Japan scored twice (in the first half I believe), while France tried oh-so-hard to get back in it. During half time I grabbed a cup of coffee and, when I returned, France had on a new game face. They were more proactive and scored in the 75th minute. But it was Japan that came out with the “W” and proceeded to the gold medal match against USA… we all know how that ended ;)
The crowd for the tube was never-ending! I can’t even imagine what it would be like with a sold-out stadium after an intense soccer match.
To add to our daily mileage…. we walked to dinner. I wasn’t sure what restaurant to eat at, but I knew we had to go to Brick Lane!

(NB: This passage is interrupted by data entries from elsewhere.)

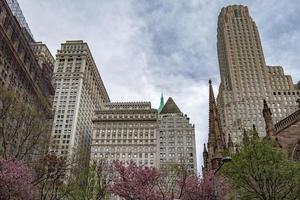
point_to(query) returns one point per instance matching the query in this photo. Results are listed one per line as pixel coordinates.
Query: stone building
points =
(176, 138)
(285, 133)
(17, 12)
(216, 145)
(19, 67)
(246, 79)
(79, 91)
(126, 131)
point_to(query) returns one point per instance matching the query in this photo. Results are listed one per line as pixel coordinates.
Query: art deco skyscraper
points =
(79, 91)
(245, 78)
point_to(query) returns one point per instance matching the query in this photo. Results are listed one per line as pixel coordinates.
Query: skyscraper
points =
(79, 91)
(17, 12)
(19, 68)
(177, 138)
(246, 80)
(126, 131)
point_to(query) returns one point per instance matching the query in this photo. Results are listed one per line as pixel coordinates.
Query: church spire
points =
(215, 136)
(162, 103)
(216, 139)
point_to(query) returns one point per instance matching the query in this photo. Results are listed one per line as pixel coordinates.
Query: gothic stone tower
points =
(216, 146)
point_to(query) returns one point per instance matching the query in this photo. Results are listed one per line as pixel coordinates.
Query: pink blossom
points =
(15, 180)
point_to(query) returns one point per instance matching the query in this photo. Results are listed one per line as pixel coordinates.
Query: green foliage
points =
(24, 126)
(92, 183)
(259, 171)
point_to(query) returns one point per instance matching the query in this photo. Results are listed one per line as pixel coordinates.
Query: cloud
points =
(145, 47)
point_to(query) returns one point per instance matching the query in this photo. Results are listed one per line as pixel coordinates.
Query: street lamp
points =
(224, 160)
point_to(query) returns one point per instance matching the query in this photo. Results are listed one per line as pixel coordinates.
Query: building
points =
(79, 91)
(19, 68)
(126, 131)
(46, 63)
(177, 138)
(246, 79)
(17, 12)
(216, 145)
(21, 72)
(286, 133)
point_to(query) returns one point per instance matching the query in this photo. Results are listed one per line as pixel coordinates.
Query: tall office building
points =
(246, 80)
(177, 138)
(126, 131)
(19, 69)
(79, 91)
(17, 12)
(22, 71)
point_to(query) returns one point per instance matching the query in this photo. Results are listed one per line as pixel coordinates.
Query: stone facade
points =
(79, 91)
(246, 79)
(19, 67)
(176, 138)
(216, 145)
(126, 131)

Brick Lane is in the heart of east London’s Bangladeshi community. During our last week of the study abroad program, our entire class went to an Indian FEAST at a restaurant on Brick Lane. The area is famous for all types of curry houses and I was so excited to go back!
We chose Saffron (53 Brick Lane, London) willy nilly. The small restaurant packed a ton of flavor into our two dishes. Unfortunately, I can’t remember which dish is which… but both were very good. Minus the slow service, I was really impressed with our random pick – just goes to show, you can’t go wrong with Brick Lane! Please take note of the huge, slivered peppers (with seeds!!) in the last photo. That dish was hot hot hot! :)
We walked back to our hotel…
And then went to bed! What an eventful day!
Question: Do you like the winter or summer games better?
All the excitement in London has me pumped for the winter games in Russia. (By the way, Team Russia had the neatest track suits)… Salzburg lost the 2014 bid, but if they get the chance to host in the future, I would love to fly out there!